The main contribution of this thesis work is the design of a number of good meta-heuristic
algorithms based on ACO and AIS. We have also devised some very effective local search techniques which reduces the scalability and slow convergence problem of the meta-heuristic
techniques. Our ACO algrithms not only produces near-optimal solutions but also greatly enhances
convergence speed. A comparative analysis with other state-of-the-art heuristic algorithms
based on public MMKP dataset shows that, in all cases our approaches outperform others.
We have also shown that our algorithms find near optimal (within 3% of the optimal value)

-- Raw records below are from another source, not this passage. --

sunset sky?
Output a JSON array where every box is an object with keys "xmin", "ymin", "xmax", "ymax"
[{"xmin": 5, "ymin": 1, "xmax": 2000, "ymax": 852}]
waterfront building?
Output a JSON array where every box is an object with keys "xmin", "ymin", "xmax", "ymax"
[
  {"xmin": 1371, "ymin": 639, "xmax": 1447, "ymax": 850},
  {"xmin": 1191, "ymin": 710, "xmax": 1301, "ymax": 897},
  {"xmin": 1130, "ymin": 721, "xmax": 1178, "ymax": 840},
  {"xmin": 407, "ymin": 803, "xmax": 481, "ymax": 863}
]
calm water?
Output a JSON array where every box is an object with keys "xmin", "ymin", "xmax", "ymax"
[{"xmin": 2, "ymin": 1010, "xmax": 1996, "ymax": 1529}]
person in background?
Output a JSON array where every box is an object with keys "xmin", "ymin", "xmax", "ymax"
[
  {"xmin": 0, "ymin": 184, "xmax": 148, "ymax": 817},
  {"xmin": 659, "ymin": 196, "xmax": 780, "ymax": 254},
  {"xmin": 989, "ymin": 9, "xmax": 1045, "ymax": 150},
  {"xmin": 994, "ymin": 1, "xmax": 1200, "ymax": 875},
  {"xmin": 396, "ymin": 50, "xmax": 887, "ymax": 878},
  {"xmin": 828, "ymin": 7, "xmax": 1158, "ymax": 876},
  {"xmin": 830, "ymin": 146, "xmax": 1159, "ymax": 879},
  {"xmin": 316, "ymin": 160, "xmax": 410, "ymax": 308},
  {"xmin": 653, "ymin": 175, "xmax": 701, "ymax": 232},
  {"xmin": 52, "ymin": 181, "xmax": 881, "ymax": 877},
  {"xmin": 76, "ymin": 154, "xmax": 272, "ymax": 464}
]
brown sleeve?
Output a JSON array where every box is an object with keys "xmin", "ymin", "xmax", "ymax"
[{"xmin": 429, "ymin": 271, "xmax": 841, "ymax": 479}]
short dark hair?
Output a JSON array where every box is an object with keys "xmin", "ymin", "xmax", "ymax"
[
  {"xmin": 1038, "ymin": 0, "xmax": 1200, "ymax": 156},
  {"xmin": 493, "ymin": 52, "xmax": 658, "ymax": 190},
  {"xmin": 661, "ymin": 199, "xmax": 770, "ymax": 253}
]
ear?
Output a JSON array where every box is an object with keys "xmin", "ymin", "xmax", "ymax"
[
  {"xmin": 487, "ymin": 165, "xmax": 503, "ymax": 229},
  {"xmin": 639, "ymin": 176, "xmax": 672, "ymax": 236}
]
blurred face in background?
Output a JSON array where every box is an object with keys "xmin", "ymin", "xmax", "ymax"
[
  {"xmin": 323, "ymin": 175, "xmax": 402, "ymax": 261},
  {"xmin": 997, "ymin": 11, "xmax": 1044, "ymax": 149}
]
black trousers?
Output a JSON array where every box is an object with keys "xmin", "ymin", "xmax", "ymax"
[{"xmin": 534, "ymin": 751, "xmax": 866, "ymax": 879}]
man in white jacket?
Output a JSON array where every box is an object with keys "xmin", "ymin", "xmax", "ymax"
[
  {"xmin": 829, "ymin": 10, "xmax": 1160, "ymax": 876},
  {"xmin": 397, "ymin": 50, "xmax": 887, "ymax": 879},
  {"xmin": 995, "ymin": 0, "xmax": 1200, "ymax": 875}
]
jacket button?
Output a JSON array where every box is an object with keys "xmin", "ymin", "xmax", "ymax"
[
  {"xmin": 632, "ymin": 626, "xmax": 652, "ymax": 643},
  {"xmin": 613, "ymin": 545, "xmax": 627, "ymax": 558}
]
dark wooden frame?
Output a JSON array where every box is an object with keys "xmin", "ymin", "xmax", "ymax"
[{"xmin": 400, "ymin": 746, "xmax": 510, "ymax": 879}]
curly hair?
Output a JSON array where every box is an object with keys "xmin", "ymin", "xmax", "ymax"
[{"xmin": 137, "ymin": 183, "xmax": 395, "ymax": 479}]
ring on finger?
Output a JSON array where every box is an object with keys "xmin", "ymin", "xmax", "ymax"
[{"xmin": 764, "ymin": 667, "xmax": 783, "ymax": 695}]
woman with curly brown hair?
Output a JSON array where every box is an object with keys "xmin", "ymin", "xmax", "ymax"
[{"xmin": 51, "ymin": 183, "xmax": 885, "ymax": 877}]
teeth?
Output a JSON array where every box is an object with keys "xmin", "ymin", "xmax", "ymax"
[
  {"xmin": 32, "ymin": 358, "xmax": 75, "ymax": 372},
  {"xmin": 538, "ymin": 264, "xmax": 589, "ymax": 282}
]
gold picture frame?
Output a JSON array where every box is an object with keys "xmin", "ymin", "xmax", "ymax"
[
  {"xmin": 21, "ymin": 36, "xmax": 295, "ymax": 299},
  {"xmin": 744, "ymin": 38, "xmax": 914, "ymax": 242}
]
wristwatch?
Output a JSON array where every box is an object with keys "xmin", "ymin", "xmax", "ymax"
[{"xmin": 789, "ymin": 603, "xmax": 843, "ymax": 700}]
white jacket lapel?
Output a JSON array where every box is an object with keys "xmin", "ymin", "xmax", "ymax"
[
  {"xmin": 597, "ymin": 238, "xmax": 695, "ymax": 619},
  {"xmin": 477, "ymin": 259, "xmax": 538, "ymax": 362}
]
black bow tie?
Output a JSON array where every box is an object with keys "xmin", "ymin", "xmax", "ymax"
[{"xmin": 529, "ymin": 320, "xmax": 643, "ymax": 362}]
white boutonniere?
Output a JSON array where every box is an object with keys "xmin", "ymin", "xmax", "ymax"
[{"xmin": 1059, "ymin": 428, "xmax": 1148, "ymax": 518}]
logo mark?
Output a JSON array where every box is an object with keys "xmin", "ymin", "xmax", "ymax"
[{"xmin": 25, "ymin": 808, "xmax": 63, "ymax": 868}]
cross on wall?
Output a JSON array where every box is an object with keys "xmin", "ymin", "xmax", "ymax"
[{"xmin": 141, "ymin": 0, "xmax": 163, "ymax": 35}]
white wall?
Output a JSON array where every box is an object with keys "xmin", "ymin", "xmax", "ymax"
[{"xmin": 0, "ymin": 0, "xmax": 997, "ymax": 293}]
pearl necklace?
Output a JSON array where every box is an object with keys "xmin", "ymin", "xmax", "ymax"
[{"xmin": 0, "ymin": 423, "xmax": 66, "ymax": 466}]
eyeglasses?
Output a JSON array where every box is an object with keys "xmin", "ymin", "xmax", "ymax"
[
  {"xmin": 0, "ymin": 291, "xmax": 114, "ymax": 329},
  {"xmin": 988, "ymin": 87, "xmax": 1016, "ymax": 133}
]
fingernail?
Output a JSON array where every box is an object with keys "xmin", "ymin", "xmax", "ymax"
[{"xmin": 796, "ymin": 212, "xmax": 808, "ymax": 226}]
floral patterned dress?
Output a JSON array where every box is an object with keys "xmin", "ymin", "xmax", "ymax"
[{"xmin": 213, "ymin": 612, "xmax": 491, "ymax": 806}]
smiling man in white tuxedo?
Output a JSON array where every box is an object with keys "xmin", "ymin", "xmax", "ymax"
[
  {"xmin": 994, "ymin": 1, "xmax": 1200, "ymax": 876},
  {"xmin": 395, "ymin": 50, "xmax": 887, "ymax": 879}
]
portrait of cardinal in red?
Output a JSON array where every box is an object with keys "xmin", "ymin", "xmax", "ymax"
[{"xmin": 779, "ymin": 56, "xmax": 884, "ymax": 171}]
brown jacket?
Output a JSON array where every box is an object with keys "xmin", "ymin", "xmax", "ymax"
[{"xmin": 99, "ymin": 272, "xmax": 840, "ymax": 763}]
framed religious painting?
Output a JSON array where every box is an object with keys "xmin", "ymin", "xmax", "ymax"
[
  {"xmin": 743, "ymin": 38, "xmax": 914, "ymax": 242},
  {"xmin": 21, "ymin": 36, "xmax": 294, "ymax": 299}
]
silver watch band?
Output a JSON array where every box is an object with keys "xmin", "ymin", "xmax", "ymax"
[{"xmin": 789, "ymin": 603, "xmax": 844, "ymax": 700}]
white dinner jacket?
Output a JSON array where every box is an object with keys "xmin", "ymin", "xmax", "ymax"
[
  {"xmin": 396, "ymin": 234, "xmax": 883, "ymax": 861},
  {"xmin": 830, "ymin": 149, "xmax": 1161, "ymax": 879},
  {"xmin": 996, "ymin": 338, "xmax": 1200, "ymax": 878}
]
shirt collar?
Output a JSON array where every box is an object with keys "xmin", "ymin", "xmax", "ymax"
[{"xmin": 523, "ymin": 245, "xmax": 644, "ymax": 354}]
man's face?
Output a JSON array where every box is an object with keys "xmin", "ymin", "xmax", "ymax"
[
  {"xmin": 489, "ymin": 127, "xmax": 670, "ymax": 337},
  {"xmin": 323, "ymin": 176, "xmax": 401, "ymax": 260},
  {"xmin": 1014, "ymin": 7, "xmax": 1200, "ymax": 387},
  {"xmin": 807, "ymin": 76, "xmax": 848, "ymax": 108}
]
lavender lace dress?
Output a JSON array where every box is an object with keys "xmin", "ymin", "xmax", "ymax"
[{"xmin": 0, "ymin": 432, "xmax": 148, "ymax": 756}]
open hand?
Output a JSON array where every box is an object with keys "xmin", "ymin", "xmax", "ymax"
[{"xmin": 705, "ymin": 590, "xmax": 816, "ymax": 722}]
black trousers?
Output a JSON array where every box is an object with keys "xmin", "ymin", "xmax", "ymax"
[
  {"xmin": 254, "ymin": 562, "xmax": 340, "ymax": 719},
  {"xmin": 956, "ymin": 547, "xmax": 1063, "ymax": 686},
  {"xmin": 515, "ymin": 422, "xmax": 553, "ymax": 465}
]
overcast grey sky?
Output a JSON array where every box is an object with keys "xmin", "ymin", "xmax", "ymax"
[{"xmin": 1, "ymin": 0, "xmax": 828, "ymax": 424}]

solutions within milliseconds, which makes our approach very attractive for large scale real time
systems. Also our AIS algorithms produces quality solutions within reasonable time boundary.
Though AIS algorithms take longer time than ACO algorithms to find good solutions, they produce
better result than our ACO algorithms for public datasets of MKP and MMKP. Infact our
AIS algorithms beats all other meta-heuristic approaches in terms of solution quality.